I went in for my infusion this morning and they cut me off short. My white and red blood cell counts were low, like dangerously low, while my blood sugar was dangerously high. They sent me to the ER which read my blood sugars considerably lower and my WBC and RBC a little higher. They are very concerned about infections and me being in crowds, especially children or sick adults. One suggestion was that I wear a surgical mask all the time. But I managed to convince the cancer center team to give me the infusion. Imagine, someone begging for a chemo infusion. Not ordinary by a long shot. But I got what I wanted, even though it will further lower my WBC and RBC. They are all worried about my blood sugars too. Frankly I credit the high blood sugars to the fact that I went into a deep depression over the New York episode and literally slept the bulk of the previous 36 hours away. You don't do anything and your blood sugars will go up, not to mention some a candy bar and key lime pie and a lot of honey on my oatmeal this morning for breakfast. Yeah, I'm a mess emotionally and physically. You don't want to read the list of pills and procedures I have to do every day, every meal and so on, and added about three more in the last two days. I need to make a day long list just like the takeoff check lists for pilots. I take something like 20 or so pills at specific times during the day. And poke myself at least twice during the day. Some of the pills interact I am sure, and none of them have any fun side effects. All of the chemo chemicals cause issues, among them going bald, again. I shaved my head, again. It is cold outside, very cold, my head gets very cold. The only cool thing is that I take the hydrocodon to combat the headache the high sugar levels give me and that makes me just a little buzzed and detached from it all. That allows me to think. So, I have had a hard time emotionally and physically and it is all part of the disease and I get 'away' from it with prescription drugs. But I can't bitch really, I have it easy compared to most pancreas patients. No nausea, no pain in my gut and I have survived far longer than most. But it is not pleasant.

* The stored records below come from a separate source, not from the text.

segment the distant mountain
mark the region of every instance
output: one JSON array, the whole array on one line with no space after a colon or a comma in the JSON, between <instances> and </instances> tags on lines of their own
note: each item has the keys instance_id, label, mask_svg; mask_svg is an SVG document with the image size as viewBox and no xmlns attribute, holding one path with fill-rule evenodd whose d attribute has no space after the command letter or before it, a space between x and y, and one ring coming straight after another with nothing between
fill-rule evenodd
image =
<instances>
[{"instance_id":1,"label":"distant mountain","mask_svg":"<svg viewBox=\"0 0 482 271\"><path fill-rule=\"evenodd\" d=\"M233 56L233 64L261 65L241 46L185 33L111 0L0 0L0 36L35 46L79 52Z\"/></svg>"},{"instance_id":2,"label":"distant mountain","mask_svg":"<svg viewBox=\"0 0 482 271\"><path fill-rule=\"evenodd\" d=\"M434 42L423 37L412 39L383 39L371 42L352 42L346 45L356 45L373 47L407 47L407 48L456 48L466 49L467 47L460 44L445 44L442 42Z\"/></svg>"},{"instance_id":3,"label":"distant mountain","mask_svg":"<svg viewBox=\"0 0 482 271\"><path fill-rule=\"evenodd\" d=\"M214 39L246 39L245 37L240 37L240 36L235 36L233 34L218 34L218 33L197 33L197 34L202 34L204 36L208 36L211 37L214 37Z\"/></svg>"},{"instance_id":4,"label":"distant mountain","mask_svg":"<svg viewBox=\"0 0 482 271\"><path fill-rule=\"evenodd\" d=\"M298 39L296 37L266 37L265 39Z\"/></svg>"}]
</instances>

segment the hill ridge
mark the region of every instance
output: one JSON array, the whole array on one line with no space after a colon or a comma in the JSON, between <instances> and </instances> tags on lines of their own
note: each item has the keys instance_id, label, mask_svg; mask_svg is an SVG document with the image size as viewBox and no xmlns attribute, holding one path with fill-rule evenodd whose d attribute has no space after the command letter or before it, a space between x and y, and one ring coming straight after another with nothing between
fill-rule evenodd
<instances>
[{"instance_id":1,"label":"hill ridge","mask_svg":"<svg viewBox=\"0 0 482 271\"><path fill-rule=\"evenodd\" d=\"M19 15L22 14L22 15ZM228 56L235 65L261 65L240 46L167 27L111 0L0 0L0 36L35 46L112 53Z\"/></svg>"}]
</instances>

So I make up my list of imaginary resolutions and I lie to myself that I will actually do them and things will improve. Some of them I will actually do, some of them I will half ass do and some will just get lost in the mumbled life that is my day to day. Somewhere on that list is to defy my tendency to get all isolated from the world and get some social plans. Times with friends are really the only escape I ever get from this mess. When I am with people I can forget that I have terminal cancer that it will take a miracle and/or an operation to survive. I wish I had something uplifting to add here but I don't. It is a day to day struggle to keep my sanity and my health. I keep saying, 'just make every day as normal as possible'. Sounds simple, but the implementation is tough, every day it is tough. My one bright spot is that Sunday I can have a glass or two of red wine again. I plan to.